Une semaine après la mise en place de sanctions américaines contre l’Éthiopie, Addis Abeba et la population éthiopienne se mobilisent et contre-attaquent. Des dizaines de milliers d’Éthiopiens ont manifesté leur mécontentement, avec comme mot d’ordre : « Ne touchez pas à l’Éthiopie ».
Les sanctions américaines interviennent presque sept mois après le début de la guerre au Tigré. Washington accuse les autorités éthiopiennes de violations des droits de l’homme. Les Éthiopiens parlent, eux, d’ingérence.
Autour du stade national d’Addis-Abeba : différents slogans à l’adresse des États-Unis.
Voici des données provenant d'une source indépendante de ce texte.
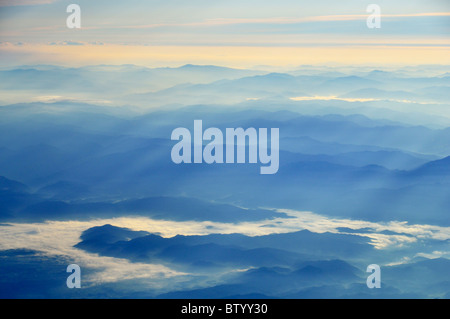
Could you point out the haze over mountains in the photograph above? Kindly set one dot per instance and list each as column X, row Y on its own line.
column 366, row 151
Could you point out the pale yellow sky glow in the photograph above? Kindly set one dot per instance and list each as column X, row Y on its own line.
column 233, row 56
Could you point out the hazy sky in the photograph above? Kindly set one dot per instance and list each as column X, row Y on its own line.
column 233, row 33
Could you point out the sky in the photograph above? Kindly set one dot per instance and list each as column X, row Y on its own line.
column 229, row 33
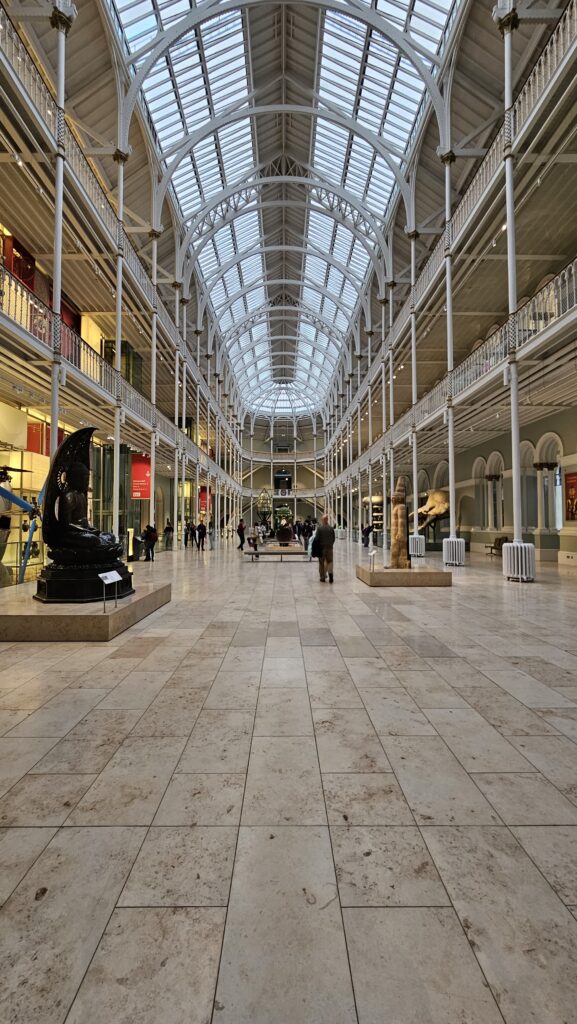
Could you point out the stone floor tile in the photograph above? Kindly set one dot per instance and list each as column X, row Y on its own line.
column 504, row 713
column 564, row 720
column 284, row 957
column 18, row 756
column 108, row 673
column 528, row 690
column 527, row 800
column 332, row 689
column 77, row 756
column 243, row 659
column 8, row 719
column 234, row 690
column 283, row 712
column 202, row 800
column 173, row 713
column 153, row 965
column 98, row 724
column 356, row 647
column 458, row 672
column 394, row 713
column 554, row 757
column 524, row 938
column 478, row 745
column 53, row 922
column 283, row 647
column 371, row 799
column 130, row 787
column 18, row 849
column 347, row 741
column 553, row 850
column 327, row 658
column 181, row 866
column 435, row 783
column 370, row 672
column 283, row 784
column 43, row 800
column 428, row 690
column 219, row 742
column 137, row 690
column 59, row 715
column 283, row 672
column 385, row 945
column 380, row 866
column 320, row 637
On peut voir « Ne touchez pas à l’Éthiopie » ou encore « Solutions africaines pour problèmes africains ». Une autre bannière réaffirme que le parti tigréen du TPLF, en guerre contre le pays, est une organisation terroriste. Nathanael confirme : « Il y a encore des membres du TPLF aux États-Unis. Ils font du lobby contre l’Éthiopie car c’est comme ça que fait le TPLF. Ils s’ingèrent dans nos affaires intérieures. »
Les manifestants affirment : « Nous sommes ici pour envoyer un message à tous les pays qui veulent s’ingérer dans nos affaires. Qu’importe si c’est l’Europe ou les États-Unis. Nous sommes souverains. »
« L’Amérique ne doit pas s’ingérer dans les affaires de notre pays », répètent en chœur des dizaines de jeunes. « Le gouvernement américain, s’il vous plait, laissez-nous tranquilles. On aime le monde entier ici. Notre gouvernement réalise de merveilleuses choses pour les Africains, les Éthiopiens, les Érythréens. S’il vous plaît, ne touchez pas à notre pays. »
Pour Joseph, ces sanctions ne sont pas seulement injustes mais illégitimes. « Les Américains doivent comprendre quelque chose. Nous avions un gouvernement avant eux. Leur histoire date d’il y a seulement 600 ans. La nôtre date de plus de 3 000 ans. On avait un gouvernement avant les Américains. »
Une manifestante ajoute, " l'Éthiopie, mon pays, ira de l'avant et ne reviendra pas en arrière. L'Amérique devrait nous lâcher les baskets. Nous devrons montrer que nous, Éthiopiens, continuerons en tant que nation."
Le gouvernement éthiopien assurait, en début de semaine, qu’il réévaluerait ses relations bilatérales avec les États-Unis.
Pendant le rassemblement, il a aussi été question du Soudan tout comme de l’Égypte. Les deux pays s’opposent au second remplissage du Barrage de la Renaissance, le grand barrage éthiopien sur le Nil.
Les médias mainstream tentent cependant de faire passer ces manifestations comme une demande du gouvernement éthiopien. Mais ce n’est pas le cas. L’Éthiopie tout entière veut se défaire de la politique néocoloniale de l’Occident. Et ils œuvrent pour ça. Et les médias mainstream ne peuvent rien face aux populations africaines. Stop aux ingérences occidentales en Afrique et dans le monde.